I think everybody’s looking for a silver bullet—which is an unfortunate metaphor, but I can’t help it. We’re always thinking there’s one law or one rule or one petition. But this is a deep, long-term problem. It will take a long time for us to dig out from under it.
The answers are going to be local and specific to localities. What needs to be fixed in Texas is going to be different from what needs to be fixed in Florida and Wyoming and so forth. The answer is going to be for people to get online, do some research, figure out for themselves what they think needs to change. There are plenty of resources and places to go with that energy. It’s in every city. There’s a movement, so join it.
What do you hope people take away from the film?
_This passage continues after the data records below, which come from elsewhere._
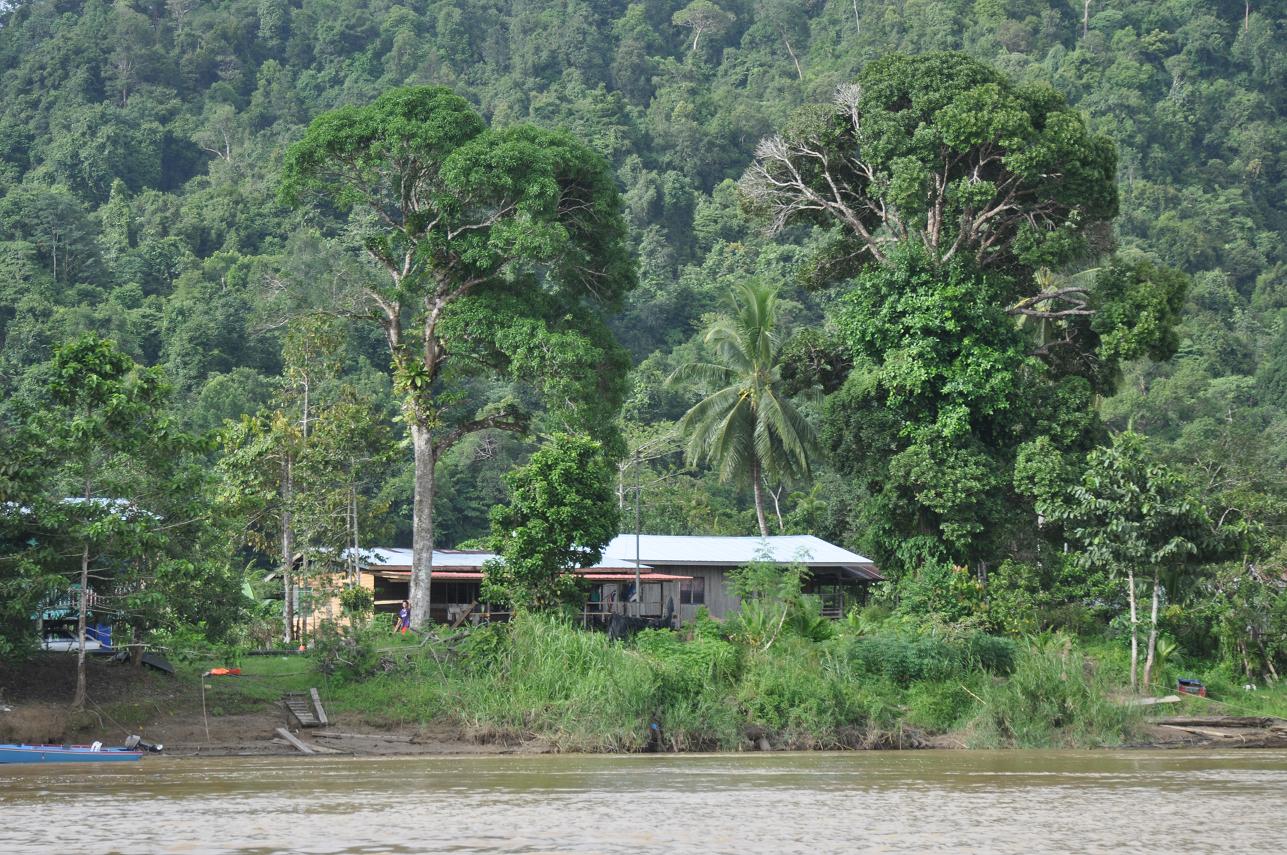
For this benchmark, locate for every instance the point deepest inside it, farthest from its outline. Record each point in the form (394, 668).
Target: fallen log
(368, 737)
(1223, 721)
(292, 739)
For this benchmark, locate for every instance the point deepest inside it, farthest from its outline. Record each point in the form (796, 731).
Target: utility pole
(638, 496)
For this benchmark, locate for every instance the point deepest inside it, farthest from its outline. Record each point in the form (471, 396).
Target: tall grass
(542, 677)
(1055, 697)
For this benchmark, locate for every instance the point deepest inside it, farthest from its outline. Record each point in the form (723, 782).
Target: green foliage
(747, 428)
(1054, 697)
(140, 157)
(358, 603)
(942, 151)
(560, 515)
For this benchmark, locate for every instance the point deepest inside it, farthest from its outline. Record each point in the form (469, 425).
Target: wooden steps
(305, 708)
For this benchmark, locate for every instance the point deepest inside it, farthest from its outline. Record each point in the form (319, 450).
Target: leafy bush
(991, 653)
(1054, 697)
(788, 693)
(905, 659)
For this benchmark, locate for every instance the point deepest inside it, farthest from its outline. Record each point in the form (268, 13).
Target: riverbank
(538, 686)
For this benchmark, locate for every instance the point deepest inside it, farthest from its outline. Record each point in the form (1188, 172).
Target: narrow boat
(16, 753)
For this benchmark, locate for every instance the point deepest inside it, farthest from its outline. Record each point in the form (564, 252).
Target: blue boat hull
(64, 755)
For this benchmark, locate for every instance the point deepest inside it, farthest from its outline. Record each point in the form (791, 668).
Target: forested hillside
(140, 156)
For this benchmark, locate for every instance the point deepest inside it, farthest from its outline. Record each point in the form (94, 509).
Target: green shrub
(790, 694)
(905, 659)
(1054, 697)
(937, 706)
(991, 653)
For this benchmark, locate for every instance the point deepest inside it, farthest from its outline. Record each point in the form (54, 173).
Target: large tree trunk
(759, 496)
(422, 529)
(287, 553)
(79, 699)
(1134, 630)
(1152, 636)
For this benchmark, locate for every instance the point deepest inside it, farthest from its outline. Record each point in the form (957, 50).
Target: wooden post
(291, 738)
(317, 704)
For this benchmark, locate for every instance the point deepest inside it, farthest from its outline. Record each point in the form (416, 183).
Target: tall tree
(125, 495)
(944, 151)
(1133, 518)
(748, 428)
(520, 222)
(702, 17)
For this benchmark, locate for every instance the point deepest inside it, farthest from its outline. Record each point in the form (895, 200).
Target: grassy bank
(545, 683)
(722, 688)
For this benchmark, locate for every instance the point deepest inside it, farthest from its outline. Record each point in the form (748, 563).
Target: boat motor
(137, 742)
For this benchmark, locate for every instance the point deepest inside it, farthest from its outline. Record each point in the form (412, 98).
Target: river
(968, 801)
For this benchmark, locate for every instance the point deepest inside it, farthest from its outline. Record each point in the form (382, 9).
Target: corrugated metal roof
(590, 573)
(673, 550)
(460, 560)
(732, 551)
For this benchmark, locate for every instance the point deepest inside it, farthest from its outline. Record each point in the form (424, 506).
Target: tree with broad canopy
(519, 229)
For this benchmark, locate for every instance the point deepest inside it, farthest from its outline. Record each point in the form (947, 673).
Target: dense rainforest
(976, 428)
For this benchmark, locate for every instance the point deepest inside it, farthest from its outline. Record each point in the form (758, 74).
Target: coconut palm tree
(748, 428)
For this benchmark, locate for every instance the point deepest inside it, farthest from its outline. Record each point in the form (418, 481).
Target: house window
(693, 591)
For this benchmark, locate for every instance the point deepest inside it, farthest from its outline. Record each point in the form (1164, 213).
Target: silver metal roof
(732, 551)
(399, 559)
(669, 550)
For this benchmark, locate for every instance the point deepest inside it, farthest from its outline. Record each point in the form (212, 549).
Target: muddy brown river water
(994, 802)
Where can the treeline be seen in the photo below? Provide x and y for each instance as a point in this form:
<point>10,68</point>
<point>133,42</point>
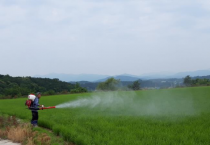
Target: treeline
<point>112,84</point>
<point>189,81</point>
<point>13,87</point>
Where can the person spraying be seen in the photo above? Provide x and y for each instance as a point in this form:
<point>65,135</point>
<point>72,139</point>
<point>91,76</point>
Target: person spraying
<point>35,105</point>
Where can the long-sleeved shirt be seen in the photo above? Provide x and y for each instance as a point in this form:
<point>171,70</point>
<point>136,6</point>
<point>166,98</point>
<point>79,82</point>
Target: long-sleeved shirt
<point>35,104</point>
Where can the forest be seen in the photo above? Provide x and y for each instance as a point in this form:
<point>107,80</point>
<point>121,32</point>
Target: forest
<point>14,87</point>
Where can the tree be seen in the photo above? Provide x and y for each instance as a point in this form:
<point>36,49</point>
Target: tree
<point>188,80</point>
<point>110,84</point>
<point>135,85</point>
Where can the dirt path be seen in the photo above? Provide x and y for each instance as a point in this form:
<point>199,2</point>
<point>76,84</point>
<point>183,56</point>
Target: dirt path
<point>7,142</point>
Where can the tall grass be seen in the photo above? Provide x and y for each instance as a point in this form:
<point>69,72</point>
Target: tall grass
<point>174,116</point>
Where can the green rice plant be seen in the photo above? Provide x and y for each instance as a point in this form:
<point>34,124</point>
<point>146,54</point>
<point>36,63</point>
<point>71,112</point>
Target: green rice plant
<point>168,116</point>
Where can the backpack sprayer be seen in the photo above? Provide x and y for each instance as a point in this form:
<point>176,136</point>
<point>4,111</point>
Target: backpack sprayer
<point>30,102</point>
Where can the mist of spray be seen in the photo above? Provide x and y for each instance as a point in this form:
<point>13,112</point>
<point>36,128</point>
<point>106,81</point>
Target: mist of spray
<point>129,103</point>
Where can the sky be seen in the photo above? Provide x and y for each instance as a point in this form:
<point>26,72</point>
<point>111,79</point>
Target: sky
<point>109,37</point>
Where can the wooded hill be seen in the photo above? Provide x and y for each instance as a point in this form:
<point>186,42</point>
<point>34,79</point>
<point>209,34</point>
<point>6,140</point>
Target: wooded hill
<point>13,87</point>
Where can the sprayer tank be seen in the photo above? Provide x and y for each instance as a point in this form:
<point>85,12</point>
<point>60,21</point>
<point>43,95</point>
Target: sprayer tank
<point>31,97</point>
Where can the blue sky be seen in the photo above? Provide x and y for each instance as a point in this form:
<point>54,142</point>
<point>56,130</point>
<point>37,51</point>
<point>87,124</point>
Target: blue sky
<point>103,37</point>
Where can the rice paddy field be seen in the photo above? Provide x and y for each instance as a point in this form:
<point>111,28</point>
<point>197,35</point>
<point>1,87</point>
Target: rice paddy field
<point>160,117</point>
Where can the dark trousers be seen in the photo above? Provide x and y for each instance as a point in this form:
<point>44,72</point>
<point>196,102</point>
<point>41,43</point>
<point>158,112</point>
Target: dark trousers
<point>35,118</point>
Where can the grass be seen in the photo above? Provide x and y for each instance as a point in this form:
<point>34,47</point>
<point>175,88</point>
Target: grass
<point>173,116</point>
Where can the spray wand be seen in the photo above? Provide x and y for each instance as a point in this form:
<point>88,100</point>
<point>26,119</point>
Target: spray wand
<point>42,108</point>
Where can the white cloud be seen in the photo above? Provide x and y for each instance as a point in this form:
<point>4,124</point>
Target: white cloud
<point>105,34</point>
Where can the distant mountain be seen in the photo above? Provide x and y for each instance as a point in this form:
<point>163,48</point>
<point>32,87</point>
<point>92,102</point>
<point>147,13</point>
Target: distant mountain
<point>121,78</point>
<point>73,77</point>
<point>175,75</point>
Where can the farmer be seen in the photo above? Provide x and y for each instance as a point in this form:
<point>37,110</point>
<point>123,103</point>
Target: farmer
<point>35,105</point>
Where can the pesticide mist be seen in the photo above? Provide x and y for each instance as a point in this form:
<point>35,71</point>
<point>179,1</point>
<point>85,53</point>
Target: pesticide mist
<point>132,104</point>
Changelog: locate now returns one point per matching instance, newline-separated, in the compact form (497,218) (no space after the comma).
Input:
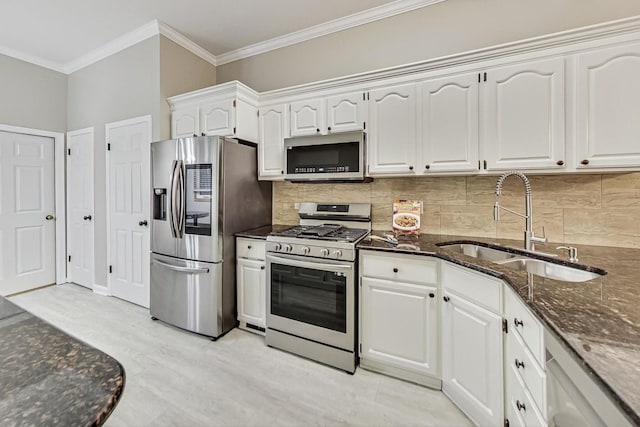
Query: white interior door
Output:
(27,208)
(80,229)
(128,208)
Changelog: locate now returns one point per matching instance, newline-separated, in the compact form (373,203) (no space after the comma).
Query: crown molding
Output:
(55,66)
(186,43)
(374,14)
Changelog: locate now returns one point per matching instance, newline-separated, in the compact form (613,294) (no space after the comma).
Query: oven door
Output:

Abigail Disney: I hope they walk away being willing to admit that they’re wrong. And I’m not just talking about people who disagree with me about guns. I hope people walk away with the idea that it’s all right to evolve politically.
It’s not scary or threatening to sit down with somebody who disagrees with you. It’s not good for anybody to just simply hang out with people who already agree with them. That’s soul-crushing, and it diminishes your mind and your imagination.
Rob Schenck: The film is filled with questions and very few answers. It’s an invitation for people to search their own hearts, their own minds, their own experiences, and come to their own conclusions. I’m rather optimistic about that. I think if people will go through a careful, prayerful process, they will come to the best conclusions on this over time.
I hope they’ll come away asking those questions of themselves and of their Christian communities. I hope pastors will join publicly in the conversation and eventually, our community of evangelicals will help in a larger, national conversation about this crisis.